Colorado Finalizes Privacy Act Rules

The Colorado Attorney General’s Office recently published final rules implementing the Colorado Privacy Act (CPA), a comprehensive privacy law signed into law on July 7, 2021.  The CPA tasked the Colorado Attorney General with implementing and enforcing the CPA.  Both the rules and the CPA go into effect on July 1, 2023, with the exception of some specific regulatory provisions which are effective later.

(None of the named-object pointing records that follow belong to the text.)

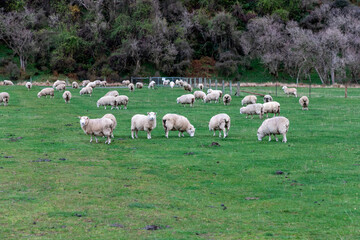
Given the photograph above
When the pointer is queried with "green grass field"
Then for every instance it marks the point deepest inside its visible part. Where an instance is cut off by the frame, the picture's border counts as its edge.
(192, 190)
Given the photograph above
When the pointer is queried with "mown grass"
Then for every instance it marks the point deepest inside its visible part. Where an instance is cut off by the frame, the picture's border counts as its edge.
(191, 189)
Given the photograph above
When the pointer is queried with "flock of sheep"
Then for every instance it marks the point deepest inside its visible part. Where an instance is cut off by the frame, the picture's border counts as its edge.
(104, 127)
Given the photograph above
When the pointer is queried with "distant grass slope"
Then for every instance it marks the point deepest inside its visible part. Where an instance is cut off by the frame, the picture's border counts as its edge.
(56, 185)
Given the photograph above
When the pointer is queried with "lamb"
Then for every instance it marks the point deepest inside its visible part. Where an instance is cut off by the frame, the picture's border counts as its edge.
(289, 91)
(274, 126)
(45, 92)
(226, 99)
(220, 122)
(122, 100)
(140, 122)
(106, 101)
(186, 99)
(199, 95)
(86, 90)
(28, 85)
(253, 109)
(304, 102)
(249, 99)
(272, 107)
(267, 98)
(4, 97)
(102, 127)
(175, 122)
(75, 85)
(67, 96)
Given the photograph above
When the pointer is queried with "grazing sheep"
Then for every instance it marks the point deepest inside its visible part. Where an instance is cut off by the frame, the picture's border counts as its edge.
(122, 100)
(140, 122)
(61, 87)
(267, 98)
(131, 87)
(86, 90)
(67, 96)
(8, 83)
(304, 102)
(226, 99)
(175, 122)
(274, 126)
(199, 95)
(106, 101)
(28, 85)
(253, 109)
(75, 85)
(186, 99)
(45, 92)
(289, 91)
(271, 107)
(249, 99)
(220, 122)
(4, 97)
(112, 93)
(139, 85)
(102, 127)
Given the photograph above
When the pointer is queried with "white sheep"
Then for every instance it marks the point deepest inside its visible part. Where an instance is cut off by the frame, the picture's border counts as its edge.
(220, 122)
(253, 109)
(271, 107)
(304, 102)
(227, 99)
(267, 98)
(86, 90)
(4, 98)
(67, 96)
(45, 92)
(106, 101)
(186, 99)
(249, 99)
(140, 122)
(102, 127)
(274, 126)
(289, 91)
(175, 122)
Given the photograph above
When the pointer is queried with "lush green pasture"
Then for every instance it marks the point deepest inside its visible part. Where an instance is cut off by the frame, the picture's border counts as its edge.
(191, 189)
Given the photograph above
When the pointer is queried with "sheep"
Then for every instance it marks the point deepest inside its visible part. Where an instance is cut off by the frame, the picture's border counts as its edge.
(304, 102)
(199, 95)
(212, 96)
(86, 90)
(175, 122)
(274, 126)
(106, 101)
(272, 107)
(102, 127)
(226, 99)
(8, 82)
(67, 96)
(4, 97)
(220, 122)
(28, 85)
(122, 100)
(45, 92)
(131, 87)
(253, 109)
(140, 122)
(289, 91)
(139, 85)
(249, 99)
(75, 85)
(267, 98)
(186, 99)
(60, 87)
(112, 93)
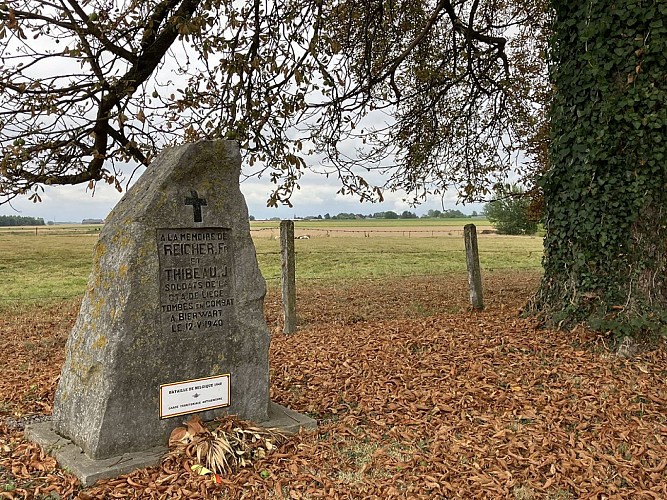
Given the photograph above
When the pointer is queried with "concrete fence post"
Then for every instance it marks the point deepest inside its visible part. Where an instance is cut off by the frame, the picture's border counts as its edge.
(287, 275)
(474, 272)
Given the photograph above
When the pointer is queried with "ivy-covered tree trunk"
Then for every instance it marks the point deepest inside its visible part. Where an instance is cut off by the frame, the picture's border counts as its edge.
(606, 191)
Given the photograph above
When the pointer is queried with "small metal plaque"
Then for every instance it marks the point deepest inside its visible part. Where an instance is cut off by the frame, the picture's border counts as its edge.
(196, 291)
(192, 396)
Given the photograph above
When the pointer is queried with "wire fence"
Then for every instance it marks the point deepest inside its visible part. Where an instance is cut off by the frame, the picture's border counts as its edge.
(348, 261)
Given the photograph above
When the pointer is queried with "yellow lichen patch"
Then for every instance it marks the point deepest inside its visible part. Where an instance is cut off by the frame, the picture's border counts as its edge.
(99, 251)
(100, 343)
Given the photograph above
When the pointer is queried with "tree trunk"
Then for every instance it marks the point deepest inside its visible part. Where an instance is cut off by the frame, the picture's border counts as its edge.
(605, 194)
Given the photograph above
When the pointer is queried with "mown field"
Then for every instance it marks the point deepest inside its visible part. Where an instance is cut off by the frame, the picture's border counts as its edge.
(415, 394)
(51, 263)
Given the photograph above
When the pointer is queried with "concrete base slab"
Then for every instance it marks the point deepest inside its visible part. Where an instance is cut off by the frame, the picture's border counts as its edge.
(70, 457)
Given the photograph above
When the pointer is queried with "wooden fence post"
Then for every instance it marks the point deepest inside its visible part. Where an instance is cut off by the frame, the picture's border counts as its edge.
(474, 272)
(287, 275)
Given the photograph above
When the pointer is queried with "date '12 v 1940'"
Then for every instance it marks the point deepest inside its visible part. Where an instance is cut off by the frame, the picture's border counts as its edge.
(196, 293)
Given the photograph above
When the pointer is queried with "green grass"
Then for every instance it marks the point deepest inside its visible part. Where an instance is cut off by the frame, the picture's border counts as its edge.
(374, 223)
(54, 264)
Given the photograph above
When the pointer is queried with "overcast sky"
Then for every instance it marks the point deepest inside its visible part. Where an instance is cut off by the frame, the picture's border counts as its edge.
(317, 196)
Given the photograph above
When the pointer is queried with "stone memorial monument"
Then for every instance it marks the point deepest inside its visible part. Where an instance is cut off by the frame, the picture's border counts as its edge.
(172, 319)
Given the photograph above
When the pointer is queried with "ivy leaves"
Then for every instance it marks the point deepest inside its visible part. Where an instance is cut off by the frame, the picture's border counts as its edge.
(605, 191)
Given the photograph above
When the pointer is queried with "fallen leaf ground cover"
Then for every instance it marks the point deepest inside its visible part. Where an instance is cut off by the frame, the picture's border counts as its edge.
(416, 397)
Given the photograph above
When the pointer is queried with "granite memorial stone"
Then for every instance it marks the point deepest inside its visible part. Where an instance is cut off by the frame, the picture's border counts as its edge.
(172, 319)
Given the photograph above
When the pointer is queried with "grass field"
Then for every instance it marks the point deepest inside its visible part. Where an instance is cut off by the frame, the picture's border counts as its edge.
(415, 394)
(53, 262)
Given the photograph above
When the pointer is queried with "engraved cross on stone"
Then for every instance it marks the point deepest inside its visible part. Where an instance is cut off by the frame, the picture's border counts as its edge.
(196, 203)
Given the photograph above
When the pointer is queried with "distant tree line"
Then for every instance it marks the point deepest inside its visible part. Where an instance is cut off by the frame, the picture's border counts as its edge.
(390, 214)
(18, 220)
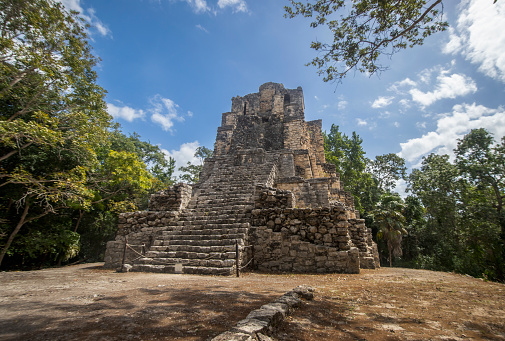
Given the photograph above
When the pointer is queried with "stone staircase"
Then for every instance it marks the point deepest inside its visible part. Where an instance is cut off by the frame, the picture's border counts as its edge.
(216, 220)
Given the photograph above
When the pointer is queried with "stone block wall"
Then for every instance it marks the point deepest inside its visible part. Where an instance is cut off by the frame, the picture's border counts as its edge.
(269, 197)
(174, 198)
(141, 229)
(325, 239)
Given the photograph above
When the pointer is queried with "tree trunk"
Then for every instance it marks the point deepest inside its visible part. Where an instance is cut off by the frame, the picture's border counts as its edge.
(15, 232)
(81, 213)
(390, 256)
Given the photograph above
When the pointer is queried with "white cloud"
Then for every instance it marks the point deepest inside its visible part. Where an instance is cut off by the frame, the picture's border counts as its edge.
(399, 86)
(200, 27)
(361, 122)
(199, 6)
(479, 36)
(88, 15)
(164, 112)
(382, 102)
(421, 125)
(453, 126)
(185, 153)
(448, 86)
(124, 112)
(237, 5)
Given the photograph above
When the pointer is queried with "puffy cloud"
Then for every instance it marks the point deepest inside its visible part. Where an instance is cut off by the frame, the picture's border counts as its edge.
(88, 15)
(453, 126)
(124, 112)
(361, 122)
(199, 6)
(448, 86)
(164, 112)
(237, 5)
(399, 86)
(479, 36)
(185, 154)
(382, 102)
(200, 27)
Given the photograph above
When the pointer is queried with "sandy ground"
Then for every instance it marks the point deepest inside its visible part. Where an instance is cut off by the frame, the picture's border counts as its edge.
(86, 302)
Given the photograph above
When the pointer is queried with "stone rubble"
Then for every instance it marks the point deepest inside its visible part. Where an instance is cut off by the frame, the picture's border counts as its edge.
(267, 190)
(260, 323)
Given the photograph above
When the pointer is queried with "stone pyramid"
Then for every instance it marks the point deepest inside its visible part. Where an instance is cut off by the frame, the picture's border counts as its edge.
(266, 200)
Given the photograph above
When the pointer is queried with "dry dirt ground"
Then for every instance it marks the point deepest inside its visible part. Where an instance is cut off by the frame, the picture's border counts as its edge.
(87, 302)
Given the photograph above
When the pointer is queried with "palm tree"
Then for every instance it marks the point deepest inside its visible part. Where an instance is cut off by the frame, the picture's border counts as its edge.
(388, 217)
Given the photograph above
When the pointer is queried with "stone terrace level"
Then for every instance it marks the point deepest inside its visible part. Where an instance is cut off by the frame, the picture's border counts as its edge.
(267, 189)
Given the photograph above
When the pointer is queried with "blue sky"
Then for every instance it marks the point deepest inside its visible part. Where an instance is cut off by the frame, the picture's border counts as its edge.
(171, 68)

The CPA and its rules apply to “Controllers,” entities that conduct business in Colorado or deliver products or services targeted to Colorado residents, and that either: (i) process the personal data of more than 100,000 individuals in any calendar year; or (ii) derive revenue or receive discounts on goods or services in exchange for the sale of personal data of 25,000 or more individuals.  Entities and affiliates subject to the Gramm-Leach-Bliley Act are excluded, as is personal data maintained in compliance with specific federal privacy laws, including the Fair Credit Reporting Act.  WBK previously covered the CPA here.

The rules provide considerable detail on a variety of topics under the CPA.  For example, the rules explain that privacy notices must provide consumers “with a meaningful understanding and accurate expectations of how their personal data will be processed,” and inform consumers of their rights along with any information necessary for consumers to exercise such rights.  The rules also address so-called “dark patterns” in the context of obtaining user consent, by providing a set of nine principles that Controllers should consider when designing a user interface.  Moreover, the rules include guidance to assist Controllers as they conduct mandated data protection assessments for processing activities that present “a heightened risk of harm” to consumers.  The data protection assessment must be genuine and: (i) identify and describe the risks to the rights of consumers associated with the processing; (ii) document measures considered and taken to address and offset those risks; (iii) contemplate the benefits of the processing; and (iv) demonstrate that the benefits of the processing outweigh the risks offset by safeguards in place.  The rules also expand on the CPA’s profiling requirements, including specifying the profiling-related disclosures that Controllers must make in their privacy notices.

Lastly, the CPA requires that Controllers allow consumers to freely exercise their right to opt out of the processing of their personal data for purposes of targeted advertising or sale through a “universal opt-out mechanism.”  The rules provide minimum standards that all universal opt-out mechanisms must meet to be recognized, and provide other details regarding implementation.  Many of the rules regarding the universal opt-out mechanism, including the rule setting out the “obligations on Controllers,” are effective July 1, 2024.